Dear dplyr community
Why dplyr::ntile produces unnecessary levels when the number of levels (n) is "high"?
In this example
my_basket = data.frame(ITEM_GROUP = c("Fruit","Fruit","Fruit","Fruit","Fruit","Vegetable","Vegetable","Vegetable","Vegetable","Dairy","Dairy","Dairy","Dairy","Dairy"),
ITEM_NAME =c("Apple","Banana","Orange","Mango","Papaya","Carrot","Potato","Brinjal","Raddish","Milk","Curd","Cheese","Milk","Paneer"),Price = c(100,80,80,90,65,70,60,70,25,60,40,35,50,120))
library(dplyr)
With n=4 it works well
df1 = mutate(my_basket, quantile_rank = ntile(my_basket$Price,4))
but with when n=10
df1 = mutate(my_basket, quantile_rank = ntile(my_basket$Price,10))
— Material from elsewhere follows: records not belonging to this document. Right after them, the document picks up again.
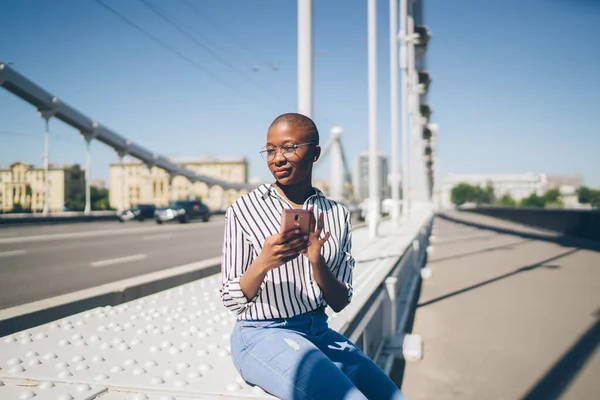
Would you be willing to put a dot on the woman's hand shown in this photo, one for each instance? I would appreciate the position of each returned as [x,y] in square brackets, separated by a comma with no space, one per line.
[281,248]
[315,244]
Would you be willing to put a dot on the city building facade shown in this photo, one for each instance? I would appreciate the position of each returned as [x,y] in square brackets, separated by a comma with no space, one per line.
[518,186]
[132,183]
[22,187]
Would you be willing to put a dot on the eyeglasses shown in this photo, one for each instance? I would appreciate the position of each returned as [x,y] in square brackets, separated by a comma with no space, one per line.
[287,151]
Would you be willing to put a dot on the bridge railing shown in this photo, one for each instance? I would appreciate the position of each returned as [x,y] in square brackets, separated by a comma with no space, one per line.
[583,224]
[176,342]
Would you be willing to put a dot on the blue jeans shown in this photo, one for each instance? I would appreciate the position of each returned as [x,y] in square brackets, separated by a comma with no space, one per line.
[302,358]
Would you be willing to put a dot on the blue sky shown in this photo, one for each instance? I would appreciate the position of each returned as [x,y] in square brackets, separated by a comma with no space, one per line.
[515,83]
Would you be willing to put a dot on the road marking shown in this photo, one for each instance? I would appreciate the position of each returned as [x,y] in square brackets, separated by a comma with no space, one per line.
[107,232]
[120,260]
[12,253]
[158,237]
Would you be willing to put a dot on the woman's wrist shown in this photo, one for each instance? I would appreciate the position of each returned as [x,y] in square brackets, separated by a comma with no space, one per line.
[315,261]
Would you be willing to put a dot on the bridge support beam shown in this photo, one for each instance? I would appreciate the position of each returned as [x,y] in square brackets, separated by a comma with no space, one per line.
[305,58]
[395,183]
[88,170]
[122,199]
[406,200]
[46,115]
[374,181]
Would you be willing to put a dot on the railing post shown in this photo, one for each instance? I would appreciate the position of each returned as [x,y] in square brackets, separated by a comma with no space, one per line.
[390,287]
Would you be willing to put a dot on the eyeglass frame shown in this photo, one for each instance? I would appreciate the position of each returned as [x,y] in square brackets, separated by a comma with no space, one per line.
[295,146]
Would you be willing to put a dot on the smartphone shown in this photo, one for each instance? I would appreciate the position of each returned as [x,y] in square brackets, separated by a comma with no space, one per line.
[296,218]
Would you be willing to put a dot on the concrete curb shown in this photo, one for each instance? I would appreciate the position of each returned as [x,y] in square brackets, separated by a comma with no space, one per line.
[36,313]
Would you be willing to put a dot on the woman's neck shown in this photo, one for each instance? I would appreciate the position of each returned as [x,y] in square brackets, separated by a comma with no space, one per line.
[296,194]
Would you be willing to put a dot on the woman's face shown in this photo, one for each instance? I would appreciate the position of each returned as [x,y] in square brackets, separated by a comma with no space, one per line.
[295,166]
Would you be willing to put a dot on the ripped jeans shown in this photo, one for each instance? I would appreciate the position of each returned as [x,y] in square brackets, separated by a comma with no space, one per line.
[302,358]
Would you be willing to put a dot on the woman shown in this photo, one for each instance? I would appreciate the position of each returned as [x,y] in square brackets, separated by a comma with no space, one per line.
[280,283]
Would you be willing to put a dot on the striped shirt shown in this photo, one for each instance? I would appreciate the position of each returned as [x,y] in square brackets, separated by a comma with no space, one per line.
[290,289]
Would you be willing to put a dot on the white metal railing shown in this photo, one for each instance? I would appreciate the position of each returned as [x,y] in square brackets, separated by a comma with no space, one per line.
[175,344]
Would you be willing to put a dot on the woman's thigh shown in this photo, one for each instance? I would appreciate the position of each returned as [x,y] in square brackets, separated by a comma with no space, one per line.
[360,369]
[287,365]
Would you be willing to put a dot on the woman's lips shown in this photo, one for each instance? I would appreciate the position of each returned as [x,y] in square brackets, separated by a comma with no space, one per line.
[282,173]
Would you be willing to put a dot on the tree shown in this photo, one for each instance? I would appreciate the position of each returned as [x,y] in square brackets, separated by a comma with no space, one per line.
[462,193]
[532,201]
[589,196]
[465,193]
[506,201]
[484,195]
[552,199]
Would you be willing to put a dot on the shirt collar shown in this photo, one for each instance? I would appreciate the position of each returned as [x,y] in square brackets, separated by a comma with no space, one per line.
[268,190]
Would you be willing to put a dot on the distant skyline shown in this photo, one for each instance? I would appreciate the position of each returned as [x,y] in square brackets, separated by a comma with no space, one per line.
[512,91]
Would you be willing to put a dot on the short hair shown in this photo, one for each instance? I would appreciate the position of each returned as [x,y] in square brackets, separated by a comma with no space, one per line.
[299,121]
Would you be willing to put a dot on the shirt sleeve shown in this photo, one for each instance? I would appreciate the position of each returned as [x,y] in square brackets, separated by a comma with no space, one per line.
[345,270]
[236,257]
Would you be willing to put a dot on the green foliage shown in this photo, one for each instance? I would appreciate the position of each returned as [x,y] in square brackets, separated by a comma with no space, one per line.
[533,201]
[461,194]
[465,193]
[506,201]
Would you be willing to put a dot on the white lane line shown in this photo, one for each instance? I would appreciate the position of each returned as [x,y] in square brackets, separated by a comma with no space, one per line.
[120,260]
[107,232]
[157,237]
[12,253]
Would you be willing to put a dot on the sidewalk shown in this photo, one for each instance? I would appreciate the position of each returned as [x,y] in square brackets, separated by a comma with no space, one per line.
[506,316]
[171,345]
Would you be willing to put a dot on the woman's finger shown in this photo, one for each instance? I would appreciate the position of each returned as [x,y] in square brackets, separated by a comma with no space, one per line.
[325,238]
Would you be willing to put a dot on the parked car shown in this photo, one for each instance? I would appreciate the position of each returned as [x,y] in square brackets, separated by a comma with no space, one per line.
[140,212]
[182,211]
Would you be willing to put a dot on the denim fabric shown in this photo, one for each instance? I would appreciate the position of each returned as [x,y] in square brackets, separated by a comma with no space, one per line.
[302,358]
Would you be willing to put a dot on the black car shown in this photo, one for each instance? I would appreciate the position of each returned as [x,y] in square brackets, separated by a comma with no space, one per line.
[182,211]
[137,213]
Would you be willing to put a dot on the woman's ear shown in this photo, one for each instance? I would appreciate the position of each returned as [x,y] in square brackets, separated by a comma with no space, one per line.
[317,153]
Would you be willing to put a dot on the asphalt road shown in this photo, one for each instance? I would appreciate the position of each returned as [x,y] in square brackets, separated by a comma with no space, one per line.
[37,262]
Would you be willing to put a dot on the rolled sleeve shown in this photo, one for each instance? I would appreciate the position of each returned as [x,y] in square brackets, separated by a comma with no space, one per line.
[345,270]
[235,259]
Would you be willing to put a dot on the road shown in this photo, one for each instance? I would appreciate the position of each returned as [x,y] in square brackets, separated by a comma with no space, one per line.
[509,313]
[37,262]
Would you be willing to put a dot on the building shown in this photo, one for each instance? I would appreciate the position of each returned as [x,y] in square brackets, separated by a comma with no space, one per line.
[22,185]
[152,186]
[518,186]
[361,177]
[98,183]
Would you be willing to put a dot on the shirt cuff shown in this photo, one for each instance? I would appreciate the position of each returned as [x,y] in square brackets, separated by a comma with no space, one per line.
[235,291]
[350,291]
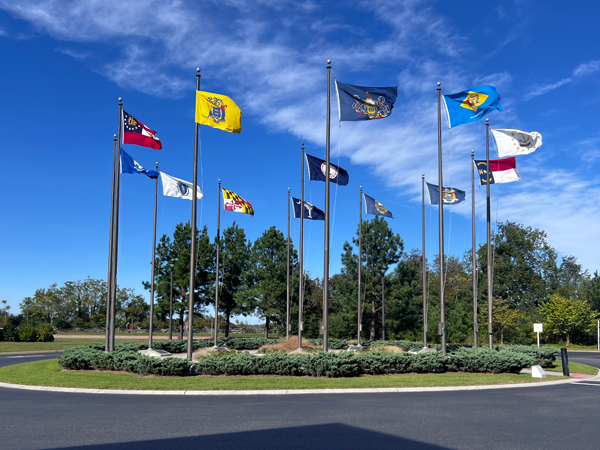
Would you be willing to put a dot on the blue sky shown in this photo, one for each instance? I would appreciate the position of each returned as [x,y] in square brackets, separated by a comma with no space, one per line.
[65,63]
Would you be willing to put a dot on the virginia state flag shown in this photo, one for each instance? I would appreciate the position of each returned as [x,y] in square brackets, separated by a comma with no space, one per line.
[469,106]
[218,111]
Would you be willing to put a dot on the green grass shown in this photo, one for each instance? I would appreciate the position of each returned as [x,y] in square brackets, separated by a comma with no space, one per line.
[57,344]
[48,373]
[574,368]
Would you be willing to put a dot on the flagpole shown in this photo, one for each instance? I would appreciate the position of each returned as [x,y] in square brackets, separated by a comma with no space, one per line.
[115,248]
[489,233]
[217,267]
[327,192]
[441,202]
[153,266]
[301,282]
[287,310]
[359,314]
[425,329]
[110,238]
[193,240]
[474,256]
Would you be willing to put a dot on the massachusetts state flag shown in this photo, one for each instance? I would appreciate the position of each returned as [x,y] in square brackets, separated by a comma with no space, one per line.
[317,168]
[365,103]
[235,203]
[471,105]
[310,211]
[135,132]
[501,171]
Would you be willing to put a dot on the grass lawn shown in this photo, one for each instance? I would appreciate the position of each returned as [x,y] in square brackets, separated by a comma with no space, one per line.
[574,368]
[57,344]
[48,373]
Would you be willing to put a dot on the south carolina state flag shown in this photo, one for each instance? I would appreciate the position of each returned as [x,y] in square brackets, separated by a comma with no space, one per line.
[501,171]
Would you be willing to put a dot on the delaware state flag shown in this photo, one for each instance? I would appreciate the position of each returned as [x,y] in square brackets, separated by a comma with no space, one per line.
[501,171]
[135,132]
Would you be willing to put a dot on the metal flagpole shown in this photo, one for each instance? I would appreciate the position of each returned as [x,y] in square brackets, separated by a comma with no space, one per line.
[359,265]
[217,271]
[425,328]
[115,248]
[301,283]
[489,233]
[327,212]
[193,240]
[110,238]
[441,205]
[287,310]
[153,265]
[474,276]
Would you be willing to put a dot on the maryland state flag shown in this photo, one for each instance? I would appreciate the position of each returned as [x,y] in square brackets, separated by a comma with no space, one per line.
[235,203]
[218,111]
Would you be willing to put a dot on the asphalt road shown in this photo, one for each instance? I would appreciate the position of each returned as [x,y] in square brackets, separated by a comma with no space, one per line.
[549,417]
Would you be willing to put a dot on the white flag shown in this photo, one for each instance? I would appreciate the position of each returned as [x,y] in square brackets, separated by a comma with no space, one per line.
[174,187]
[515,142]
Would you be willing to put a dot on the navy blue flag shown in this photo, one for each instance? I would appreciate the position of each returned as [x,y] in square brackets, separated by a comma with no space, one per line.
[310,211]
[317,168]
[450,196]
[374,207]
[365,103]
[130,165]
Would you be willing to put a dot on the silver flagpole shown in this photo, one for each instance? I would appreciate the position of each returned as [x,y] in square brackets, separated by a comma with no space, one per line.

ITEM_GROUP | ITEM_NAME | Price | quantile_rank | |
---|---|---|---|---|
1 | Fruit | Apple | 100 | 9 |
2 | Fruit | Banana | 80 | 6 |
3 | Fruit | Orange | 80 | 7 |
4 | Fruit | Mango | 90 | 8 |
5 | Fruit | Papaya | 65 | 4 |
6 | Vegetable | Carrot | 70 | 4 |
7 | Vegetable | Potato | 60 | 3 |
8 | Vegetable | Brinjal | 70 | 5 |
9 | Vegetable | Raddish | 25 | 1 |
10 | Dairy | Milk | 60 | 3 |
11 | Dairy | Curd | 40 | 2 |
12 | Dairy | Cheese | 35 | 1 |
13 | Dairy | Milk | 50 | 2 |
14 | Dairy | Paneer | 120 | 10 |
The observations 2 and 3 are clasiffy in different quantiles. Is it possible to avoid this?